BRAINLEST FOR BEST ANSWER
use eyelids division lemme to show that the square of any positive integer cannot be of the form 5m+2 or 5m+3 for some integer m​

Answer 1

Answer:

Hi. Good morning . I will not give you full answer. Just the hint would be given to you. The reason being that i want you to practice yourself. I know you will not mark me brainliest if i don't give the answer but as i said it is more important for you to learn.

Now. Using the Euclid's divisions algorithm which says that

a=bq+r

Let a be any positive integer.

b=5. . r= 0,1,2,3,4.

Then . a= 5q+r

Now put the values of r and square it.. Represent the squared nber in the form of 5q,5q+1 or 5q+4. You will get your answer.

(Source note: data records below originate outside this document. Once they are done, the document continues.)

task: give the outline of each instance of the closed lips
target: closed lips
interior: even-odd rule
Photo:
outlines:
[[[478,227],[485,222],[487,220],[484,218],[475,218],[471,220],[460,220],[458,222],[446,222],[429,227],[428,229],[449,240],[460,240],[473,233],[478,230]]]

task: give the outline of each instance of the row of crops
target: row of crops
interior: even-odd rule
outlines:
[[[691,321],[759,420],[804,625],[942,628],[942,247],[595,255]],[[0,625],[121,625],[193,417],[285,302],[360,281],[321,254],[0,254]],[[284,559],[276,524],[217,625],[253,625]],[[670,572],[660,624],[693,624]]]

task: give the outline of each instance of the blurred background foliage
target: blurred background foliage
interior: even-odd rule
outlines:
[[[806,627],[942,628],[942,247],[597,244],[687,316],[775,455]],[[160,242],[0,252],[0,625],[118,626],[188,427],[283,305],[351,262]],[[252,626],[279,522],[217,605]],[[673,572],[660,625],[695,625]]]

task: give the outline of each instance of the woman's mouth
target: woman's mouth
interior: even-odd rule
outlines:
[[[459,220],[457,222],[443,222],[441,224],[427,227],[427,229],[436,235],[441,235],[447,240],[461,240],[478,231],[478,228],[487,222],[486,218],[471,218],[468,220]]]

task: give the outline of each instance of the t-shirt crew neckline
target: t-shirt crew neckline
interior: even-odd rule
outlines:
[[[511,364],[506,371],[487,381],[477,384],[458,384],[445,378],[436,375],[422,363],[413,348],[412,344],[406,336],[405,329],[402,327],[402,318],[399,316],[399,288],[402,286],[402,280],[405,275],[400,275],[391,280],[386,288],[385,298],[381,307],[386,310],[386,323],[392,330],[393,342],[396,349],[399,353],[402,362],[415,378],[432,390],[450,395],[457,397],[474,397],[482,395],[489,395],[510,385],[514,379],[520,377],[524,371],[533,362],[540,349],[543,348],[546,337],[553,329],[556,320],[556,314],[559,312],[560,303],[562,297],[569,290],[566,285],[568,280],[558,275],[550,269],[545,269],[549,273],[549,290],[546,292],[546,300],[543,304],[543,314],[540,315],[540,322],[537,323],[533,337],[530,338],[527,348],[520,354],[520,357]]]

Hope you understand what i am saying

Answer 2

Here is your ans.,

Let there be any positive integer ' a '

such that b = 5


Acc. to Euclid 's Division Lemmma :

a = 5q + r
where r is less than 5


so if r = 1 ,
a^2 = ( 5q+1)^2

= 25q^2 + 1 + 10q
= 5( 5q^2+2q ) + 1
( where 5q^2 + 2q = m )

= 5m+ 1


If r = 2
a^2 = ( 5q+2)^2
= 25q^2 + 4 + 20q
= 5( 5q^2 +4q) +4
( where 5q^2 +4q= m )
= 5m+4


if r= 3
a^2=(5q+3)^2
=25q^2 +9+30q
= 25q^2 +30q + 5 + 4
= 5( 5q^2 + 6q + 1) + 4
( where 5q^2 + 6q + 1 = m )
= 5m+4

if r=4
a^2 = ( 5q + 4 )^2
= 25q^2 + 16 + 40q
= 25q^2 + 40q +15 + 1
= 5( 5q^2 + 8q + 3 ) + 1
( where 5q^2 + 8q + 3 =m )
= 5m+ 1


Hence proved , square of any positive integer cannot be of the form 5m+ 2 and 5m+3.



Hope it helps...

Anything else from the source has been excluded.